Nodes

This document describes the detailed interfaces for Pipeline nodes so that a user may know what to expect. It also documents some of the available nodes implemented as part of the core library.

… tbd … (for now see the DeveloperSpec)

DataSource

DataSource nodes interface with remote geospatial data sources (i.e. raster images, DAP servers, numpy arrays) and define how to retrieve data from these remote sources using PODPAC coordinates. PODPAC defines common generic DataSource nodes (i.e. Array, PyDAP), but advanced users can define their own DataSource nodes by defining the methods to retrieve data (get_data(coordinates, index)) and the method to define the native_coordinates property (get_native_coordinates()).

Key properties of DataSource nodes include:

  • source: The location of the source data. Depending on the child node this can be a filepath, numpy array, or server URL).
  • native_coordinates: The PODPAC coordinates of the data in source
  • interpolation: Definition of the interpolation method to use with the data source.
  • nan_vals: List of values from source data that should be interpreted as ‘no data’ or ‘nans’.

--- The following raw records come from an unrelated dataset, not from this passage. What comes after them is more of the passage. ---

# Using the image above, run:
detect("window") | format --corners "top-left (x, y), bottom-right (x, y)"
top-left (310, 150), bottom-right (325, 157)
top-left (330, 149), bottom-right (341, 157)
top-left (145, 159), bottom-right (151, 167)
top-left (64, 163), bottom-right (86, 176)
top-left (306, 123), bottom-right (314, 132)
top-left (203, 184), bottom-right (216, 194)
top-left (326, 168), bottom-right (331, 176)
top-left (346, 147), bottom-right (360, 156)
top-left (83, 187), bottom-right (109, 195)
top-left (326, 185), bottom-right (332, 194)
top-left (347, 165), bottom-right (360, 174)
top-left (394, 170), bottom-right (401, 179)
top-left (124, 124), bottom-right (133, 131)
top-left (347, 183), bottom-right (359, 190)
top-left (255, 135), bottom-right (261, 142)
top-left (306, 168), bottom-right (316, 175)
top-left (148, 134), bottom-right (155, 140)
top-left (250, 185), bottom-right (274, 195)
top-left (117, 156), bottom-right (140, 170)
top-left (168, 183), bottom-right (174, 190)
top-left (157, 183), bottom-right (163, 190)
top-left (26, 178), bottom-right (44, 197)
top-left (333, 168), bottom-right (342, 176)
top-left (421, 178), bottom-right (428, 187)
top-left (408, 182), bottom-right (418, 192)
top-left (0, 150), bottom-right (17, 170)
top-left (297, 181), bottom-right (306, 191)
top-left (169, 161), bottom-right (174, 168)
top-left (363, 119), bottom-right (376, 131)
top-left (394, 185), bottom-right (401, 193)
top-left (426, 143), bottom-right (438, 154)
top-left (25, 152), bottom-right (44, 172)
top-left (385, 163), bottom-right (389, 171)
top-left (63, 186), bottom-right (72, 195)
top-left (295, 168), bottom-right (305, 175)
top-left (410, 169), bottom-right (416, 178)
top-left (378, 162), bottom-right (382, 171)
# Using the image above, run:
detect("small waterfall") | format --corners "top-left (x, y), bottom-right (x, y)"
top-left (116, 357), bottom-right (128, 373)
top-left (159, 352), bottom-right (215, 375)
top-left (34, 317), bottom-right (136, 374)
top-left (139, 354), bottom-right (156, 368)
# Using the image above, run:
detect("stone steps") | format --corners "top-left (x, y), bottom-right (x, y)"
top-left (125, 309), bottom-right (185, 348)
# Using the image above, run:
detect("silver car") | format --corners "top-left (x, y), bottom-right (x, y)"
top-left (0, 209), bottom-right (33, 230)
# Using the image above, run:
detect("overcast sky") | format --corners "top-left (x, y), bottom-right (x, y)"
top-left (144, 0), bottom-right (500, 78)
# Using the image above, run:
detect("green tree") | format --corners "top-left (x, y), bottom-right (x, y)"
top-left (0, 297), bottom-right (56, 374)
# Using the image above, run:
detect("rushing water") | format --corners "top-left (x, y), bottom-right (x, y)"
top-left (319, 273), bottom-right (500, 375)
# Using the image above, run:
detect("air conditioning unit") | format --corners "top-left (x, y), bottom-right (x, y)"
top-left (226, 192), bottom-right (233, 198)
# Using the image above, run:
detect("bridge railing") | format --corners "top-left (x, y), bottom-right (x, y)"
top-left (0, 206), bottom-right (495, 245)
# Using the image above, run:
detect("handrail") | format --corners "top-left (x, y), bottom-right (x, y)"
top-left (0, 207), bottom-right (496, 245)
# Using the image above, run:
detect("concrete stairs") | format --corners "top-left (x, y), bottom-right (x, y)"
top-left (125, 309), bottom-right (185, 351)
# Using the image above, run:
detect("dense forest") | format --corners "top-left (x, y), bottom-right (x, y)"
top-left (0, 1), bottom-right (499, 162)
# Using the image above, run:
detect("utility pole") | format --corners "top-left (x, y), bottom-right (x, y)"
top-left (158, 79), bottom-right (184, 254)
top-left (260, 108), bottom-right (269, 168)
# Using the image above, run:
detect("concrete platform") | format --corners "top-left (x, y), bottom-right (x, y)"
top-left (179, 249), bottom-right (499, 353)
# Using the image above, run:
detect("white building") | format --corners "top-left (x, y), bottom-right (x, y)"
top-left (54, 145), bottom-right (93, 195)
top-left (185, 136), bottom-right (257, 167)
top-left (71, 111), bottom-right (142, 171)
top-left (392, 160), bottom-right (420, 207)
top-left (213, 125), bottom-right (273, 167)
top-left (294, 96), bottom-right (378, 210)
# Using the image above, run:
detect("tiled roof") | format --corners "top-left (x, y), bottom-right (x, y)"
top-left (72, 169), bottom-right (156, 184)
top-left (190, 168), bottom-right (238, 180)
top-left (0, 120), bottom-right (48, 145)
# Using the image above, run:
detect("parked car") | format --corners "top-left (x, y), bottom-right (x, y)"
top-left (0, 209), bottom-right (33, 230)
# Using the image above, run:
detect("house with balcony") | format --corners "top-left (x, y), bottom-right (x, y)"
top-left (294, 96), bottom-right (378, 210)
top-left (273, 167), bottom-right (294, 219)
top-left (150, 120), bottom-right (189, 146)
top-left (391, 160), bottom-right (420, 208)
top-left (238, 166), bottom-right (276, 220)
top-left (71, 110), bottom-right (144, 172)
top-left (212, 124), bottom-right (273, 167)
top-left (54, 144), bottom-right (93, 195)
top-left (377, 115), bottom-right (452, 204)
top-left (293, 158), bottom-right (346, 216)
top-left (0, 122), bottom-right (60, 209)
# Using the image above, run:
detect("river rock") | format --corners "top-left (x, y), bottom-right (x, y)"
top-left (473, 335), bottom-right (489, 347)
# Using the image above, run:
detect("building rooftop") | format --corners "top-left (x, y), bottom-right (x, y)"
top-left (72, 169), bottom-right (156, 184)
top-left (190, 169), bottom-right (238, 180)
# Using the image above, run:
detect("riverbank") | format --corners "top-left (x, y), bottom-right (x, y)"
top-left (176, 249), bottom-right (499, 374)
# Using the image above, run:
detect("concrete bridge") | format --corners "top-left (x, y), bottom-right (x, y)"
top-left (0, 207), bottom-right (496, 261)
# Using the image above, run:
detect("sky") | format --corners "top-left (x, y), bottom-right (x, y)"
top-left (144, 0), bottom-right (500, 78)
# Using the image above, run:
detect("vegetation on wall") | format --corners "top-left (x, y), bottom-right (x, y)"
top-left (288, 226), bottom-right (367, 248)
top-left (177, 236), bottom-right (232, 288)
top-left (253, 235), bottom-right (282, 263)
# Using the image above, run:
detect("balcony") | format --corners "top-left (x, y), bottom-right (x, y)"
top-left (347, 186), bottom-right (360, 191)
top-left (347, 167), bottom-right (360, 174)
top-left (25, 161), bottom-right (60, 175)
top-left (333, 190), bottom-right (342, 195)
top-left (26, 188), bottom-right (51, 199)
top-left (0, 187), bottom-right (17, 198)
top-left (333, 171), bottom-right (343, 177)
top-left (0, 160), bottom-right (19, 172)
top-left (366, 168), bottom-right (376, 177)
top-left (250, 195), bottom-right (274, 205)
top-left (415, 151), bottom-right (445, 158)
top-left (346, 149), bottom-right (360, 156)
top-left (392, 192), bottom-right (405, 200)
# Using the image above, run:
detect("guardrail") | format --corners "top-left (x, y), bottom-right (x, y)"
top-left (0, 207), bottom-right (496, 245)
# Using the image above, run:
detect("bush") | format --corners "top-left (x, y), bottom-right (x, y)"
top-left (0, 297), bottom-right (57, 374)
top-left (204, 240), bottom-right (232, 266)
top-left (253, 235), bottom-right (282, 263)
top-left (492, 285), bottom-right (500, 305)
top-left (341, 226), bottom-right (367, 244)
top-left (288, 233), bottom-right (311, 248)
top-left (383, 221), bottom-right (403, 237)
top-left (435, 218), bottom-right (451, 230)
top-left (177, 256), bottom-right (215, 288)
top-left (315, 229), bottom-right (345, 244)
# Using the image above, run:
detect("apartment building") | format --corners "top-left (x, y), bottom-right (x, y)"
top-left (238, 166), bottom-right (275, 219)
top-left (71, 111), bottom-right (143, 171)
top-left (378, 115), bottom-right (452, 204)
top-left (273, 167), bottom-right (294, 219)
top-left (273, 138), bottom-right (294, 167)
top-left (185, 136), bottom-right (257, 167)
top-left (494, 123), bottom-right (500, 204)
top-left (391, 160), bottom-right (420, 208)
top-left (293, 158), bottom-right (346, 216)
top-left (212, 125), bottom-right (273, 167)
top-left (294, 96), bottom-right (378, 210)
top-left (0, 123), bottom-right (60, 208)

To evaluate data at arbitrary PODPAC coordinates, users can input coordinates to the eval method of the DataSource node. The DataSource eval process consists of the following steps:

  1. Verify native coordinates support the dimensions of the requested coordinates
  2. Remove extra dimensions from the requested coordinates
  3. Intersect the requested coordinates with the native coordinates
  4. Further down-select the necessary native coordinates if the requested coordinates are sparser than the native coordinates.
  5. Retrieve data from the data source (get_data) at the subset of native coordinates
  6. Interpolate the retrieved data to the locations of the requested coordinates

Interpolation

The DataSource interpolation property defines how to handle interpolation of coordinates and data within the DataSource node. Based on a string or dictionary definition, the DataSource instantiates an Interpolation class that orchestrates the selection and use of different interpolators depending on the native and input coordinates. PODPAC natively supports an array of interpolator methods covering a wide range of use cases. Users can also write their own Interpolator class to use for specific nodes. Under the hood, PODPAC leverages interpolation methods from xarray, scipy, and rasterio to do some of the heavy lifting.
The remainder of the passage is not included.